Are we confident to let our children learn and train under these pseudo-lecturers? A great number of my colleagues who failed final year MBBS exams in Universiti Malaya were invited to join the Slab programme! It gives one a general idea of the quality of our future lecturers. The majority of these Slab products have either failed the external Royal Colleges exam or were never confident to attempt these exams in the first place. There were also two Slab trainees in UM who were dropouts from Australian universities. The future of medical education does not look bright indeed.

Like most other NEP privileges, the Slab programme has been hijacked by well-connected Umno loyalists. A great number of trainees are accepted into the programme because they carry a ‘bin Datuk-something’. The truly qualified bumis are denied an opportunity while mediocre, below- average children of Umnoputras are offered a silver platter to quasi-professorship.
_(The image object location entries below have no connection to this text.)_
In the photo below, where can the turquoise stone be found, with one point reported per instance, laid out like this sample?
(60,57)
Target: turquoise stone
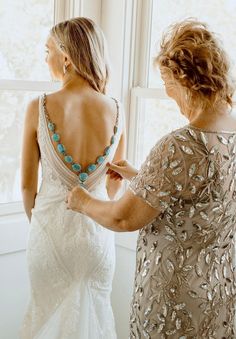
(91,168)
(61,148)
(68,159)
(76,167)
(100,159)
(107,150)
(83,176)
(55,137)
(51,126)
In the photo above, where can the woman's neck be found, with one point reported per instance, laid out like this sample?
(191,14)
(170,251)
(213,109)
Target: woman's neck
(74,81)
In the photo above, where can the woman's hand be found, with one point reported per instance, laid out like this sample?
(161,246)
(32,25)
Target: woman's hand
(77,199)
(121,169)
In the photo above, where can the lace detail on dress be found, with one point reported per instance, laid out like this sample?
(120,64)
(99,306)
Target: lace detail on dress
(185,284)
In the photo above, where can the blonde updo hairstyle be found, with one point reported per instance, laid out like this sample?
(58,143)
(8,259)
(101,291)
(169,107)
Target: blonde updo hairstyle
(193,57)
(84,43)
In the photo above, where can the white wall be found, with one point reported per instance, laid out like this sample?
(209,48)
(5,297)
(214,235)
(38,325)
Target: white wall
(123,287)
(14,285)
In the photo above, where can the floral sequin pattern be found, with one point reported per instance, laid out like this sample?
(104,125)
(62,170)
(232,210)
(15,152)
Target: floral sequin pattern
(185,284)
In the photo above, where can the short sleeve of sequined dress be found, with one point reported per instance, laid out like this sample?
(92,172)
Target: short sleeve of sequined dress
(161,178)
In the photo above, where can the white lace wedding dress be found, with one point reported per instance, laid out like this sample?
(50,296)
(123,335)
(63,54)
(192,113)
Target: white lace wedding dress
(70,257)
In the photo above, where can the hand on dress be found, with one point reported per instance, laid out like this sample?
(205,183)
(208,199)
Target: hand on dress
(77,199)
(121,169)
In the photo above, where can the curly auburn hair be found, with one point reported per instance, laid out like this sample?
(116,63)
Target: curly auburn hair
(197,62)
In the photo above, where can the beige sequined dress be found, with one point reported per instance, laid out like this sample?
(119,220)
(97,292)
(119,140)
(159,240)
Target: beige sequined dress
(185,284)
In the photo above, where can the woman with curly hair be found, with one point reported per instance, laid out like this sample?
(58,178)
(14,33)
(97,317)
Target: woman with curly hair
(183,200)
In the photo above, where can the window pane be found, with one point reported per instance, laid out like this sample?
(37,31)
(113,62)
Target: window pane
(24,27)
(12,109)
(156,119)
(220,15)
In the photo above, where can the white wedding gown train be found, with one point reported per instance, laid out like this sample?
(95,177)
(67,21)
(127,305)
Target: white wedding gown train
(70,257)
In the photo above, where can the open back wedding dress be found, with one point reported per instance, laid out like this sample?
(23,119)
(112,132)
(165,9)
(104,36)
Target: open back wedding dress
(71,258)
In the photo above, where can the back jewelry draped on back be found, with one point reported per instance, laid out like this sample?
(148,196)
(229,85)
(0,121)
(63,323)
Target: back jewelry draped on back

More than being another Umno racist policy, the Slab programme is one that is dangerous. Clinical acumen in the profession of medicine comes from years of experience and there is no other way. A pre-university student who enters medical school without battling it out on a level playing field is already a cause for concern. Now, the same person is expected to perform the clinical duties of a lecturer-specialist after serving just one year of housemanship. In our feudalistic healthcare system, the specialist is always regarded as correct and infallible, even when he has less experience than his medical officers who are subordinates merely because they were not born with a privileged skin colour.

The intentions of the Slab programme were never to provide a helping hand to aspiring bumiputera doctors. It was also never the intention of the Slab programme to provide our universities with a steady source of well-trained lecturers.

The way it is carried out, the aims and purposes of the Slab programme is to mass-produce as many Malay bumiputera specialists as possible and in the shortest time, as well as to inhibit the careers of non-Malay doctors. It is already punishing enough that non-bumi students enter university one year later that their bumi counterparts (two years if one is from a national-type school).

Now they even have to wait four years later than their Malay colleagues before being eligible to apply for specialty training. A Slab product will become a full-fledged specialist by the age of 30 with an almost guaranteed pathway to sub-specialty and professorship by 40. His non-Malay colleagues meanwhile, will only be a newbie specialist at 35, assuming the doctor was successful in his application for specialty training at the very first attempt.